4. Il secondo e il terzo motivo, tra loro connessi, possono esser esaminati congiuntamente.
Deve premettersi che, secondo la giurisprudenza di questa Corte, l’art. 2112 cc presuppone che vengano trasferiti, nella loro funzione unitaria e strumentale, beni materiali destinati all’esercizio dell’impresa, ovvero strutture a tal fine organizzate (cfr., ex plurimis, Cass., nn. 18385/2009; 13270/2007; 10193/2002; 20012/2005); ciò in quanto, seppure un’azienda (o un ramo d’azienda) possa comprendere anche beni immateriali, non può tuttavia ridursi solo ad essi, posto che la stessa nozione di azienda (art. 2555 cc) postula la necessità di beni materiali organizzati fra loro in funzione dell’esercizio dell’impresa, di fatto impossibile in totale assenza di strutture fisiche, per quanto modeste le stesse siano; peraltro, anche laddove i beni immateriali assumano preponderante rilevanza, è d’uopo, ad evitare la realizzazione di un mero trasferimento di mano d’opera, che il ramo d’azienda trasferito sia caratterizzato dall’organizzazione e dal coordinamento, in modo stabile, di dipendenti la cui capacità operativa sia assicurata dal fatto di essere dotati di un particolare know how, o, comunque, dall’utilizzo di copyright, brevetti, marchi, o altro (cfr, Cass., n. 5678/2013).
Sempre in virtù dell’art. 2112 c.c., deve intendersi per ramo autonomo d’azienda, come tale suscettibile di trasferimento, ogni entità economica organizzata in maniera stabile che, in occasione del trasferimento, conservi la propria identità; il che presuppone però una preesistente realtà produttiva funzionalmente autonoma e non anche una struttura produttiva creata ad hoc in occasione del trasferimento (cfr., ex plurimis, Cass., nn. 20422/2012; 21697/2009; 21481/2009; 2489/2008; n. 13270/2007).

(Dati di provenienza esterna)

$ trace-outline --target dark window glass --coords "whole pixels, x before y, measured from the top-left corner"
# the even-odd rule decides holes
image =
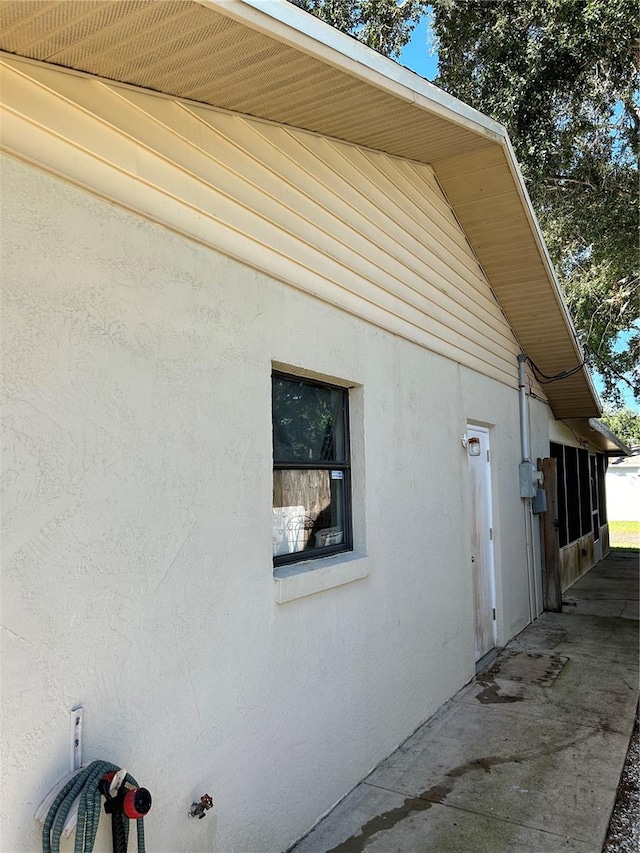
[[[589,452],[578,451],[578,476],[580,479],[580,529],[582,536],[591,533],[591,474],[589,473]]]
[[[568,541],[575,542],[581,536],[580,486],[578,482],[578,451],[575,447],[564,449],[565,483],[567,488]]]
[[[591,484],[591,528],[593,538],[600,538],[600,521],[598,517],[598,465],[593,453],[589,454],[589,482]]]
[[[558,473],[558,541],[561,548],[567,544],[567,490],[565,487],[564,447],[551,444],[551,457],[556,460]]]
[[[273,457],[280,462],[345,462],[343,388],[273,377]]]
[[[351,549],[348,392],[273,374],[273,562]]]

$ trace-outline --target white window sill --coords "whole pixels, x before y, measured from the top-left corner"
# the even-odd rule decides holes
[[[276,602],[285,604],[305,595],[315,595],[352,581],[366,578],[370,558],[356,551],[345,551],[323,560],[305,560],[279,566],[273,572],[276,585]]]

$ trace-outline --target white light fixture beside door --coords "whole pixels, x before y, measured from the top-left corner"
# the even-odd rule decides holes
[[[480,439],[475,435],[471,436],[471,438],[467,441],[467,450],[469,452],[469,456],[480,456],[482,452],[482,448],[480,446]]]

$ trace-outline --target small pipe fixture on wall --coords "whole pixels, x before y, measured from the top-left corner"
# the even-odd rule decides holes
[[[209,794],[203,794],[200,797],[199,803],[191,803],[189,817],[197,817],[202,820],[210,808],[213,808],[213,797],[209,796]]]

Nel caso in esame la sentenza impugnata si fonda sul rilievo, reiteratamente affermato, secondo cui la T., a tanto onerata, non aveva fornito la prova dell’autonomia funzionale del X., tale da poterlo individuare come ramo d’azienda.
Una pertinente censura a tale affermazione non può dunque concretizzarsi soltanto nella pretesa irrilevanza degli elementi indicati dalla Corte territoriale come necessari a tal fine, ma avrebbe dovuto essere svolta, in positivo, attraverso la precisa indicazione delle fonti di prova, ritualmente acquisite al processo, dalle quali, se esaminate, si sarebbe dovuto ritenere l’avvenuto assolvimento di tale onere probatorio.
La ricorrente non specifica tuttavia quali siano, e tanto meno in che termini e modi sarebbero state acquisite, siffatte fonti di prova; né, a tal fine, può ritenersi sufficiente il rilievo che costituirebbe “un dato pacifico che il ramo abbia continuato a svolgere la propria attività”, sia perché, in violazione del principio di autosufficienza, non sono state indicate le emergenze processuali dalle quali dovrebbe desumersi tale pacificità, sia perché la mera prosecuzione dell’attività ad opera del ramo ceduto non dimostra affatto che lo stesso configurasse una realtà produttiva funzionalmente autonoma, ossia proprio ciò che l’odierna ricorrente avrebbe dovuto dimostrare a sostengo della legittimità dell’operato trasferimento.
I motivi all’esame non possono pertanto trovare accoglimento.
5. In definitiva il ricorso deve essere rigettato.
Le spese, liquidate come in dispositivo e da distrarsi a favore dei difensori antistatari avv.ti E.L. e P.M.M., seguono la soccombenza.
Non è luogo a provvedere al riguardo nei confronti della parte rimasta intimata.
P.Q.M.
Rigetta il ricorso e condanna la ricorrente alla rifusione delle spese in favore di F.A., da distrarsi a favore dei difensori avv.ti E.L. e P.M.M. e che liquida in euro 4.100,00 (quattromilacento), di cui euro 4.000,00 (quattromila) per compenso, oltre accessori come per legge; nulla per le spese quanto alla parte rimasta intimata.